Le thème retenu, « De la vision à l’action », résume l’ambition affichée : sortir des grandes déclarations pour aller vers des engagements mesurables. Sur le papier, l’objectif est simple à comprendre : accélérer l’accès à l’eau potable et renforcer ce que les spécialistes appellent la « sécurité hydrique », c’est-à-dire la capacité d’un pays à disposer d’eau en quantité et en qualité suffisantes, y compris en période de crise.

Pourquoi ce sujet nous concerne aussi

On pourrait se dire que tout cela se joue loin de Libreville. Ce serait une erreur. L’eau reste, partout en Afrique, une question de dignité et de santé publique avant d’être une question technique. Dans de nombreux quartiers populaires gabonais, la coupure d’eau n’a rien d’exceptionnel, et les familles connaissent bien le prix d’un bidon acheté en attendant le retour du réseau.

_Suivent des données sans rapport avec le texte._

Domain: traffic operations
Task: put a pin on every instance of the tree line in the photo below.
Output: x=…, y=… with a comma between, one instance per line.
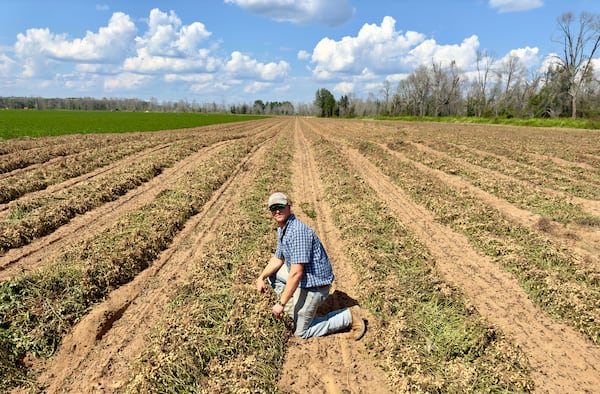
x=567, y=87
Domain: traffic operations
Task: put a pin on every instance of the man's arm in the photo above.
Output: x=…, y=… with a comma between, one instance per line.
x=296, y=271
x=272, y=267
x=291, y=285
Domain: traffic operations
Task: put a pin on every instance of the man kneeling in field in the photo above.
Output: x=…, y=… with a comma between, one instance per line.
x=300, y=273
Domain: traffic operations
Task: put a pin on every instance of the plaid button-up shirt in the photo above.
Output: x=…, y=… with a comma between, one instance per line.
x=297, y=243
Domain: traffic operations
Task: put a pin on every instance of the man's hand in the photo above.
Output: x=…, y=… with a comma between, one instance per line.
x=261, y=286
x=277, y=310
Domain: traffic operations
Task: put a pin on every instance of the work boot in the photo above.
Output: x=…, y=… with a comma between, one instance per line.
x=358, y=327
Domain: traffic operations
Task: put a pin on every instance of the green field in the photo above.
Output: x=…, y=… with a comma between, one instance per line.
x=21, y=123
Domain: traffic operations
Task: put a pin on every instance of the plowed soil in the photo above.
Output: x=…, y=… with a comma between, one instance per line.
x=96, y=356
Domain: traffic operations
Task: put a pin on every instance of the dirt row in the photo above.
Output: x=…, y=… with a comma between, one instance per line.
x=96, y=356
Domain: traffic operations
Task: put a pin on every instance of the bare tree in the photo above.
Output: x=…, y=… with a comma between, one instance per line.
x=485, y=60
x=385, y=91
x=579, y=48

Ce genre de forum, même tenu à des milliers de kilomètres, alimente les débats et les bonnes pratiques que les gouvernements du continent peuvent ensuite s’échanger : gestion des réseaux, financement des infrastructures, adaptation face aux sécheresses ou aux inondations. Ce qui se décide à N’Djamena peut, à terme, inspirer des choix qui nous touchent directement.

Des enjeux qui ne se résument pas à des chiffres

Derrière les tableaux d’experts, il y a des visages : des femmes qui marchent des kilomètres pour remplir un seau, des enfants dont la scolarité pâtit des maladies liées à l’eau insalubre, des agriculteurs qui voient leurs récoltes menacées par le manque de pluie. C’est cette réalité humaine que les organisateurs du forum affirment vouloir replacer au centre des politiques publiques.

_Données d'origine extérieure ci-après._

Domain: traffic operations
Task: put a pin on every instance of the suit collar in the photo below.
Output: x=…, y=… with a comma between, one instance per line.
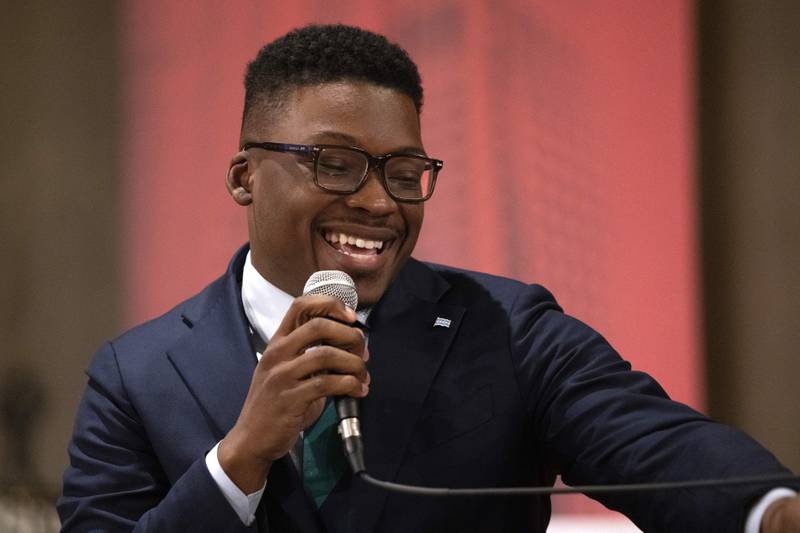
x=216, y=361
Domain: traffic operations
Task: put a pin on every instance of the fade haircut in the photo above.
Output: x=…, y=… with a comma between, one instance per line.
x=318, y=54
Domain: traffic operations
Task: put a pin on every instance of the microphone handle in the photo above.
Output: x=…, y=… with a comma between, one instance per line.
x=350, y=432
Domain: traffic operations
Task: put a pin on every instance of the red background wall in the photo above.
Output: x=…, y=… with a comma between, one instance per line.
x=567, y=131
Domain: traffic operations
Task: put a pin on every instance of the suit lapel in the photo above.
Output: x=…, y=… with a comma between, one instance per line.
x=216, y=362
x=215, y=358
x=406, y=350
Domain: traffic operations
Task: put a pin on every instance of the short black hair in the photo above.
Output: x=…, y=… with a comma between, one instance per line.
x=318, y=54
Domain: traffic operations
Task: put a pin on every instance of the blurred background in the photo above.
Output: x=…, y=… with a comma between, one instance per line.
x=640, y=159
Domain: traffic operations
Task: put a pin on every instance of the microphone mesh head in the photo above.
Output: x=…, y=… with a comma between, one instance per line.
x=333, y=283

Aucun engagement chiffré précis n’a, à ce stade, été rendu public pour ce sommet. La prudence reste de mise tant que les conclusions officielles du forum ne sont pas connues. Mais le simple fait que des décideurs de plusieurs pays se retrouvent autour de la même table, avec un partenaire financier comme la Banque mondiale, est déjà un signal suivi de près par les acteurs du secteur.

Et maintenant ?

Les travaux se poursuivent jusqu’à jeudi. Les prochains jours diront si les promesses de « passer à l’action » se traduisent par des engagements concrets, des financements identifiés ou de simples déclarations d’intention. Une chose est sûre : la question de l’eau, longtemps reléguée au second plan des priorités continentales, s’impose désormais comme un sujet politique à part entière — et le Gabon, confronté lui aussi à ses propres défis d’approvisionnement, a tout intérêt à suivre ce qui se décide à N’Djamena.